Yes, there is no change in the step down guidance. We're obviously trying to fine-tune a couple of dozen funds. And so it may be plus or minus by a couple of dozen million, but it's very much in line with the original forecast. As for the cadence of when the new funds are launched, that with the exception of a few of the ones we've talked about, the cadence is almost annually or biannually.
So I wouldn't say that anything has been accelerated other than some of the specific opportunities within credit, where we see an opportunity either to raise sooner or to raise more. Obviously, that will be incumbent upon us to go do it. But apart from some of those credit strategies that are opportunistic, it is very much in line with the original forecast.

Amanda Nethery Coussens

For the large part...

Adam Quincy Beatty

Sorry, Amanda?

Amanda Nethery Coussens

I was just going to say that a large part of the step downs in expirations in this quarter was related to -- specifically to a WTI fund. And so that may be part of the -- yes.

Adam Quincy Beatty

Okay. Okay. I appreciate it. And then I just wanted to turn t Enhanced and the Impact franchise and just get the latest on what you're seeing around potential regulatory and law making tailwinds there? And how -- what kind of time line we should think about in terms of some of the newer legislation feeding through to deployment opportunities?

C. Clark Webb

Yes. No, Adam, it's a great -- it's one of the few verticals where regulation really is a tailwind. The Inflation Reduction Act was a structural shift and improvement in the underlying business.
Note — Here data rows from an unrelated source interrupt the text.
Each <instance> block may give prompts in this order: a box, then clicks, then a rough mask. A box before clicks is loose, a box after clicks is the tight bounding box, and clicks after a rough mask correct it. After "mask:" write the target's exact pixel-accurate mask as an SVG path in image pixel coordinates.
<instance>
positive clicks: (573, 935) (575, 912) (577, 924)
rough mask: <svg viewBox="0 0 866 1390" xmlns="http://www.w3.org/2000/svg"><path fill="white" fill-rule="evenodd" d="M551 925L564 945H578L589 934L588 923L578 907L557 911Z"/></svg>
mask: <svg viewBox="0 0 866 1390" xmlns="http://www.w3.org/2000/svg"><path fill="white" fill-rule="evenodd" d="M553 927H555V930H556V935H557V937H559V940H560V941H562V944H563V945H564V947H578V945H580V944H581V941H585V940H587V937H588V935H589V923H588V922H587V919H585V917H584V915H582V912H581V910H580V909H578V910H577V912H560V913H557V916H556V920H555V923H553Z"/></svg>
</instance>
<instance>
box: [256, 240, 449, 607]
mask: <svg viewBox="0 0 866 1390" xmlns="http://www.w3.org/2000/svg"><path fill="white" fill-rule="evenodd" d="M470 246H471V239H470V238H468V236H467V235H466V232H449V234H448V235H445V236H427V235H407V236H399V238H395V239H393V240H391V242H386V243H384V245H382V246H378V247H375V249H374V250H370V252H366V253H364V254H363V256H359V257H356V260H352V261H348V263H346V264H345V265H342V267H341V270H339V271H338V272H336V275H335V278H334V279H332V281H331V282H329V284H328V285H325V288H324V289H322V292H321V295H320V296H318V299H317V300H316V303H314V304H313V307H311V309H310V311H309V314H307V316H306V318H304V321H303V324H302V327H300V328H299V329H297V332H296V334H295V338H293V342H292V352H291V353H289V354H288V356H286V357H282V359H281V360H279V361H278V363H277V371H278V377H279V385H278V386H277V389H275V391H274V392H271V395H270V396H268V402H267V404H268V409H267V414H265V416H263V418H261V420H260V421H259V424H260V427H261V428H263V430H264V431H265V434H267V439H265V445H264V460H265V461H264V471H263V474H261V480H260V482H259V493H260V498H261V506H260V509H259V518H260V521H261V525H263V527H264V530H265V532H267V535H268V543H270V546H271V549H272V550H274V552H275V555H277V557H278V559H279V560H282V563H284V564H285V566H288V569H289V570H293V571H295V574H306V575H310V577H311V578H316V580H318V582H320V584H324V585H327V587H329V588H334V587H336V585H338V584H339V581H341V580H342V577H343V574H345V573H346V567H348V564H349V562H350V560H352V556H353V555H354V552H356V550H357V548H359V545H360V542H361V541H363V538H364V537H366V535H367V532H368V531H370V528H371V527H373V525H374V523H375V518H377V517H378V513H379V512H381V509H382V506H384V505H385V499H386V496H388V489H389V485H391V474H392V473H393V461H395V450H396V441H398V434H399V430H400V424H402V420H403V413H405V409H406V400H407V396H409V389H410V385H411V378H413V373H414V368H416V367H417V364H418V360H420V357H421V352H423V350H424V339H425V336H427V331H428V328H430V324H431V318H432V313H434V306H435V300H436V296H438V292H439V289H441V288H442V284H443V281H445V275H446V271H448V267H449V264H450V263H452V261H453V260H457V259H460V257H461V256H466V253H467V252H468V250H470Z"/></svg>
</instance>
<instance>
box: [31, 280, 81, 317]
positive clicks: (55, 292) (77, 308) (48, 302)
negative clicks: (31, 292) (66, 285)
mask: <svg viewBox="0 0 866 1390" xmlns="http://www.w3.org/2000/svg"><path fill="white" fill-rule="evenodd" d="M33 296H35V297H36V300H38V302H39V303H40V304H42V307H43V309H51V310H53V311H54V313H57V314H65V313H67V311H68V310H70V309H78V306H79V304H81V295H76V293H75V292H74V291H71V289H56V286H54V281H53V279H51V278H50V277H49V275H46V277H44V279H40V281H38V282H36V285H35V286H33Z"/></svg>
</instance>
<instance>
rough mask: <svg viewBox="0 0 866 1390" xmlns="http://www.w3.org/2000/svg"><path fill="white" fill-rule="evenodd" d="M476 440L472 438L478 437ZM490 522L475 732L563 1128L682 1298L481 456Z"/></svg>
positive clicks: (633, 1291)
But we're still waiting for some additional rulemaking around that, just to clarify exactly what some of the tax equity components are going to look like.
But we have definitely seen a greasing of the skids with respect to things like solar finance and impact real estate. And we are certainly seeing it in our backlog in our pipeline and the opportunities that we see. Again, that was before the banking crisis. When you think about our small business vertical, we are the counter to what banks normally provide.
So we've had the additional cyclical benefit of the banking retrenchment, but we feel great about the opportunity to deploy impact credit across all 3 of our verticals. And I should say, generating very good returns, but also generating real impact. There is no white washing in terms of what we're doing. The key for us is going to be continuing to go and raise additional capital to get that done.

Operator

Thank you for your question. There are no additional questions waiting at this time. So I'll pass the conference back to Robert for any closing remarks.

Robert Hudson Alpert

Well, thank you. Thank you, everyone, for joining us, and we look forward to speaking with you next quarter and call if you have any questions. Thanks.

Operator

That concludes the conference call. Thank you for your participation.